Champion decisions
Champion decisions do not represent team consensus. Rather, they indicate that somebody on the team is willing to champion an idea. We use them to begin experiments and for other decisions where we want to move quickly and iterate.
When to use champion decisions
- Starting or stopping a lang-team experiment
- Closing an RFC or issue that is clearly not going to be accepted
- Significantly changing an existing experiment’s scope or goals (either cutting or expanding scope)
- Opting to focus on a particular design direction and halt investigations of others
- Adding a new constraint to the design that you’ve learned as part of exploring the design space
- Other lightweight decisions that you’d like the team to be aware of, but that don’t make a durable commitment
Process
For the champion (lang team member or champion)

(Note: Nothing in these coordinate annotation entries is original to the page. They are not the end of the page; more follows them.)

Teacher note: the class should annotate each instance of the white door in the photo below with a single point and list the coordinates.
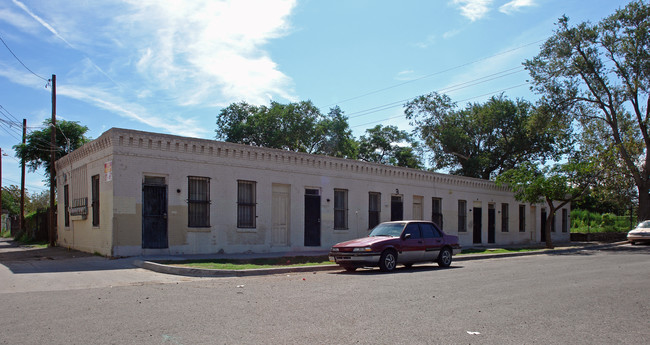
(280, 218)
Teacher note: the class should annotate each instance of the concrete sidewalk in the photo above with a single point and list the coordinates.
(151, 264)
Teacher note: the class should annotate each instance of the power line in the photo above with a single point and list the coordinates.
(27, 68)
(435, 73)
(463, 100)
(451, 88)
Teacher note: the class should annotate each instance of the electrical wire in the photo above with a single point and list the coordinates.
(451, 88)
(463, 100)
(436, 73)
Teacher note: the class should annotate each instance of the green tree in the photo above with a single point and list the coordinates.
(36, 152)
(600, 75)
(483, 140)
(335, 136)
(11, 199)
(295, 127)
(389, 145)
(555, 185)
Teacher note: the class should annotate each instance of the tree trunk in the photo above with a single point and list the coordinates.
(644, 201)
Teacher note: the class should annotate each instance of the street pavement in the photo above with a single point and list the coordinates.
(587, 296)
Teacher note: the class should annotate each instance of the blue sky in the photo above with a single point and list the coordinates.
(170, 66)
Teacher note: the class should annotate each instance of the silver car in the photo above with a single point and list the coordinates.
(640, 234)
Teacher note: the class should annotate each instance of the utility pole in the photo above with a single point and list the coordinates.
(1, 189)
(22, 182)
(53, 148)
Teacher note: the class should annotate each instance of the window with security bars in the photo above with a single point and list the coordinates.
(462, 216)
(66, 205)
(436, 211)
(246, 204)
(95, 199)
(505, 217)
(198, 201)
(374, 209)
(340, 209)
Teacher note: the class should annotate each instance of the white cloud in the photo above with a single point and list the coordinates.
(516, 5)
(210, 52)
(473, 9)
(406, 75)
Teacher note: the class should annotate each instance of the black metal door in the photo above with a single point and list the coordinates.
(478, 224)
(396, 208)
(312, 220)
(154, 216)
(543, 233)
(491, 225)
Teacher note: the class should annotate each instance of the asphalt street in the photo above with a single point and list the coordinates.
(583, 297)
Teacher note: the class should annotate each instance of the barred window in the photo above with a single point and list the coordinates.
(95, 199)
(198, 201)
(462, 216)
(374, 209)
(340, 209)
(246, 204)
(436, 211)
(505, 217)
(66, 205)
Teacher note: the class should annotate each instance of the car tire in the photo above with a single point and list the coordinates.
(445, 257)
(388, 261)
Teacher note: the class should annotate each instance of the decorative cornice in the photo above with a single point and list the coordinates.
(118, 137)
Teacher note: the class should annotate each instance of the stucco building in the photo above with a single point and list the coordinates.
(131, 193)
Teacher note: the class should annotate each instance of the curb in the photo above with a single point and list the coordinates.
(201, 272)
(212, 273)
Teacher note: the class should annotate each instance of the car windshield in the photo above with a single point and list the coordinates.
(644, 224)
(387, 229)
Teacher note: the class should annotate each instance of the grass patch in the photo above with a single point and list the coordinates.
(498, 250)
(247, 264)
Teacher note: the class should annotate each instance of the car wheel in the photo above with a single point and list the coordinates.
(444, 258)
(387, 261)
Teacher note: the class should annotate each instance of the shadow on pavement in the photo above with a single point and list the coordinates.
(25, 259)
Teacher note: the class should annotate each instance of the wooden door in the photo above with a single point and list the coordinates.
(280, 215)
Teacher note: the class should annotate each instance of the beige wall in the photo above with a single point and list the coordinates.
(137, 154)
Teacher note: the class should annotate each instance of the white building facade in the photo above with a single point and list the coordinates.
(132, 193)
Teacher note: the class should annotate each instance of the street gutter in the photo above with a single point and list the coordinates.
(201, 272)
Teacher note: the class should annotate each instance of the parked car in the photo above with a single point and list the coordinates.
(393, 243)
(640, 234)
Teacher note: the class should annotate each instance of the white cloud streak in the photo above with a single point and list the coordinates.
(516, 5)
(473, 9)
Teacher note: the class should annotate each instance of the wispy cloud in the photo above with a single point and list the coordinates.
(473, 9)
(41, 21)
(516, 5)
(165, 55)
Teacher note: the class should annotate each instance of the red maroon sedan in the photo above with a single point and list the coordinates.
(393, 243)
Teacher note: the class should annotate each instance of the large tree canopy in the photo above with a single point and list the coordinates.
(600, 74)
(556, 185)
(483, 140)
(389, 145)
(36, 152)
(295, 126)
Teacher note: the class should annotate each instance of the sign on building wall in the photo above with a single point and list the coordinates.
(108, 171)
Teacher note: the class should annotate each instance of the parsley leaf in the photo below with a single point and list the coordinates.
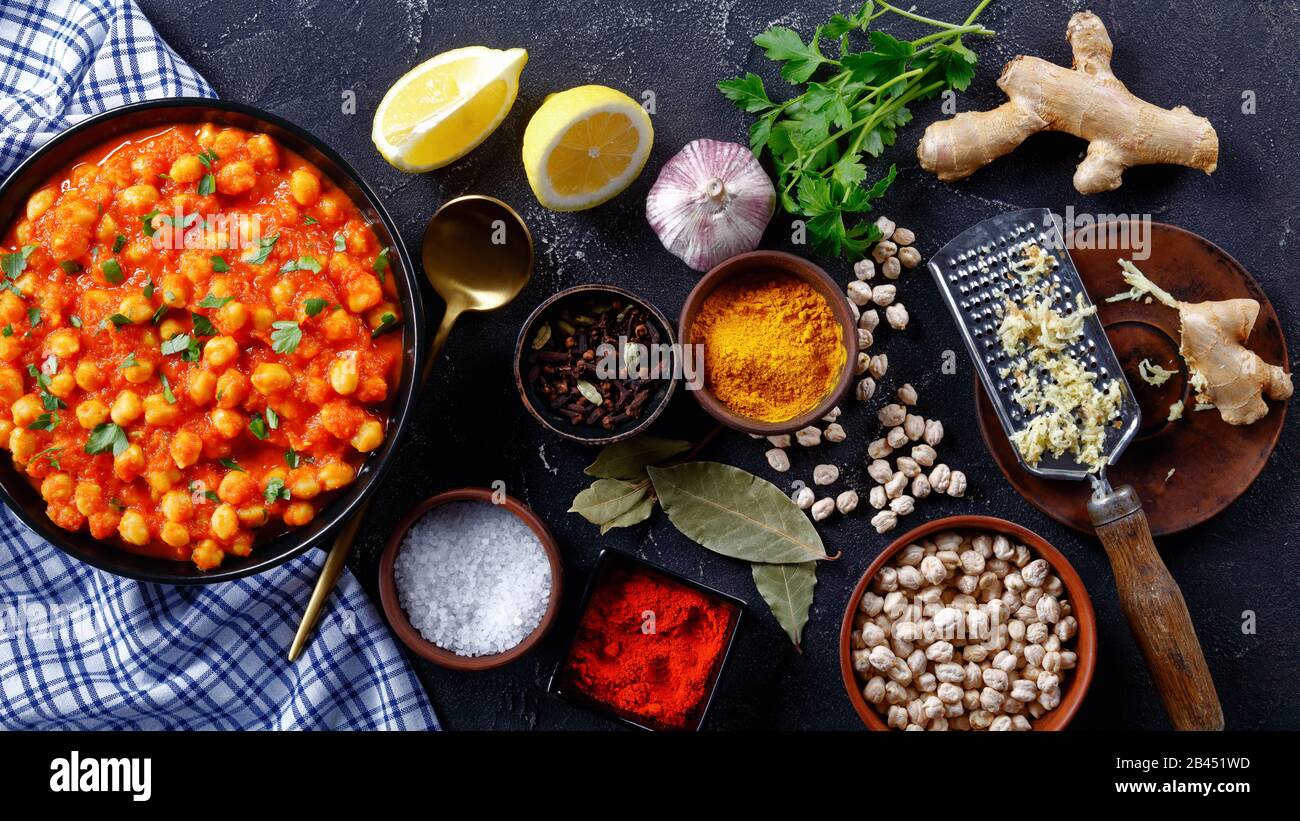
(285, 337)
(107, 437)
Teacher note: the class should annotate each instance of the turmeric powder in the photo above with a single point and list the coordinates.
(772, 346)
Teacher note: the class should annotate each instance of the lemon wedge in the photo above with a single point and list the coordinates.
(584, 146)
(445, 107)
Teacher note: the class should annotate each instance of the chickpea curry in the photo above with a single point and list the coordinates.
(193, 342)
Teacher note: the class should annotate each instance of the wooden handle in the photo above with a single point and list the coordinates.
(1156, 613)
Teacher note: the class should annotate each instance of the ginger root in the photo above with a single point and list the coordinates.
(1087, 101)
(1223, 372)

- Write up your proposal on a GitHub issue or PR, explaining the decision and context.
- Nominate it for discussion at a lang-team triage meeting.
- At the triage meeting, the team will discuss and raise any concerns.

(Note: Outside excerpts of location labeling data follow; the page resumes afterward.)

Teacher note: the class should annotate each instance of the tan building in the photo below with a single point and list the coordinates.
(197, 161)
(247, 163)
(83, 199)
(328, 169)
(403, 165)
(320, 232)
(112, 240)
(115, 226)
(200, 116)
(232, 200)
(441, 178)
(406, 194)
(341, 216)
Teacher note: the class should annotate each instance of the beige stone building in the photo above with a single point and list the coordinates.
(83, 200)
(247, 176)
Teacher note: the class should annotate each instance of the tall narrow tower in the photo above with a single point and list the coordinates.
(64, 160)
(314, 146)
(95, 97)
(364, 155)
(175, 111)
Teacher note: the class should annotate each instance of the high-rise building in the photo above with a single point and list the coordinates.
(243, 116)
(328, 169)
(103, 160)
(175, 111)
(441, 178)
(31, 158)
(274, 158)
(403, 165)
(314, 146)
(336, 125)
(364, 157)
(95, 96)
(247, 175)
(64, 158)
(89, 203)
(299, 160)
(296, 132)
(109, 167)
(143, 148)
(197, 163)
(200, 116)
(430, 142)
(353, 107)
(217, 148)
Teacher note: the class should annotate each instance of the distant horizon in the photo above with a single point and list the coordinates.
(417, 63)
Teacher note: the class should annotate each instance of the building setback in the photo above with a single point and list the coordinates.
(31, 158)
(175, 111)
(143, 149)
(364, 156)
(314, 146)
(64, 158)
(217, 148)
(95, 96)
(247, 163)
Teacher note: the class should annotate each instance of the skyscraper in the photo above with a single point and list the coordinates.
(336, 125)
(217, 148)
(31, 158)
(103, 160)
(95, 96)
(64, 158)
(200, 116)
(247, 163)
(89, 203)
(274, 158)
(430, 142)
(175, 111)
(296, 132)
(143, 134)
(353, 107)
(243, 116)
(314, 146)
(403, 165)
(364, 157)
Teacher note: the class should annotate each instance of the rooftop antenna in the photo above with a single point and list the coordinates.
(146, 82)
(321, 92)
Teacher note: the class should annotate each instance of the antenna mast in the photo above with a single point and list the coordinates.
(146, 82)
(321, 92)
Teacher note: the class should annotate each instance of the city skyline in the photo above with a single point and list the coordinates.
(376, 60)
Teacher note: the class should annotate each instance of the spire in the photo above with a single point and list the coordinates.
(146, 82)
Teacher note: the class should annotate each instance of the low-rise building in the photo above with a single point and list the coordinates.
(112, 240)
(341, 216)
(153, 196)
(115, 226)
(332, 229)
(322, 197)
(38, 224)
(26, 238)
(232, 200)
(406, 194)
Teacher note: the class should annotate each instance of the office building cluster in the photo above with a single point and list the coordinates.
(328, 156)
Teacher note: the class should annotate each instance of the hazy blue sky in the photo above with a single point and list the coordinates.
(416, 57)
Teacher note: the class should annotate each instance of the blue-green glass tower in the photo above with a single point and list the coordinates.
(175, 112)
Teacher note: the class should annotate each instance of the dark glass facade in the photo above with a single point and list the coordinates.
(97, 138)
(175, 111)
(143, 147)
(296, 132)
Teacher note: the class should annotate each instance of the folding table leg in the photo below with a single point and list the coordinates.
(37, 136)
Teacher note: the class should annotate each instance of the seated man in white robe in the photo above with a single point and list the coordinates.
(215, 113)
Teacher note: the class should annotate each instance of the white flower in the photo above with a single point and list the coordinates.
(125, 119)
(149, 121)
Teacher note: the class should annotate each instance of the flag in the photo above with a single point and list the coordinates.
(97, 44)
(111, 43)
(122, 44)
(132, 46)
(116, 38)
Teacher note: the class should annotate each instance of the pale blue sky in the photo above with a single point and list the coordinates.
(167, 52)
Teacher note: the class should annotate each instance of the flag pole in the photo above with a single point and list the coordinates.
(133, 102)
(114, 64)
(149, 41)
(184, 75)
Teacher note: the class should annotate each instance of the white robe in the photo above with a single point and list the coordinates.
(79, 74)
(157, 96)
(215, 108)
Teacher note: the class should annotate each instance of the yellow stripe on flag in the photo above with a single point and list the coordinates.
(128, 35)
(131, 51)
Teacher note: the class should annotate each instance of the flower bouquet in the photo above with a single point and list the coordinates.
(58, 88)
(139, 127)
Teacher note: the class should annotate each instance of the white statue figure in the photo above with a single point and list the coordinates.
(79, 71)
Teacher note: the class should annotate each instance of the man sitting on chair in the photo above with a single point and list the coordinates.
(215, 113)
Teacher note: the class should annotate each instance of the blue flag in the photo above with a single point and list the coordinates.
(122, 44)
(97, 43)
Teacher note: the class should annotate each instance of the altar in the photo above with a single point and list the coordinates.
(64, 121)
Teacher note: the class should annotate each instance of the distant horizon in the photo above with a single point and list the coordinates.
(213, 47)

- Consider the feedback. If team members expressed strong concerns, you should likely address those before proceeding.
Handling concerns
When people raise concerns:
- Treasure dissent. Engage with them and make sure you understand the concern.
- Note concerns on the tracking issue as “unresolved questions” or things to explore—they shouldn’t be forgotten.

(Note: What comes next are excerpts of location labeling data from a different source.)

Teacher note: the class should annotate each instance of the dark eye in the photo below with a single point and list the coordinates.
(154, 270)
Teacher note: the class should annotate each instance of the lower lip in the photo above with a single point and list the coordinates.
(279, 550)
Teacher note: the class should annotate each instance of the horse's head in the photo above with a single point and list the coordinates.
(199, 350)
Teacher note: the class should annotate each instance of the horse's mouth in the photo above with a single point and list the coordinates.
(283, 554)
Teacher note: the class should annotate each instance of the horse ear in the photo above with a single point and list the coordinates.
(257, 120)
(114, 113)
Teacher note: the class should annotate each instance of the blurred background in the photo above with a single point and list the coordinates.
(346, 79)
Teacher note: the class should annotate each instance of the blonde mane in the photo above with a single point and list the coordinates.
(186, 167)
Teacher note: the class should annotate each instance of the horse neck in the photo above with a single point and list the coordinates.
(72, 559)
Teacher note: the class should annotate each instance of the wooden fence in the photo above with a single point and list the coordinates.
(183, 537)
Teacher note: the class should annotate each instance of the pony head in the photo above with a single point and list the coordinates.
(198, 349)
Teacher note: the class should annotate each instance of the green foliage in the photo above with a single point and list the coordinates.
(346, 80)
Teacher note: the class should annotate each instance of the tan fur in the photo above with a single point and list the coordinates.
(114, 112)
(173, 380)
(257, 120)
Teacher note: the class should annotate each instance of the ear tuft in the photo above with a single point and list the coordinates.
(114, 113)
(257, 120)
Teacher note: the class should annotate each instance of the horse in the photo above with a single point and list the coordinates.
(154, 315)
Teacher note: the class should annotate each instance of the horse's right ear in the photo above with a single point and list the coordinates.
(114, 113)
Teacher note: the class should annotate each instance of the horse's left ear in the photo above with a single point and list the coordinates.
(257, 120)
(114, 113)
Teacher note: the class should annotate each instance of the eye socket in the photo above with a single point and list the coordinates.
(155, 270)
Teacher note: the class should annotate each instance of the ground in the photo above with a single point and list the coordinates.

- Concerns don’t block you from proceeding, but they may give you pause, particularly if they are shared by multiple team members.
For other team members
- Your approval is not required for champion decisions.
- If you disagree with the decision or think it’s a bad idea, say so (constructively)!
- For experiments, ask yourself: What are the “weak spots” that the experiment ought to probe? What information can we gather?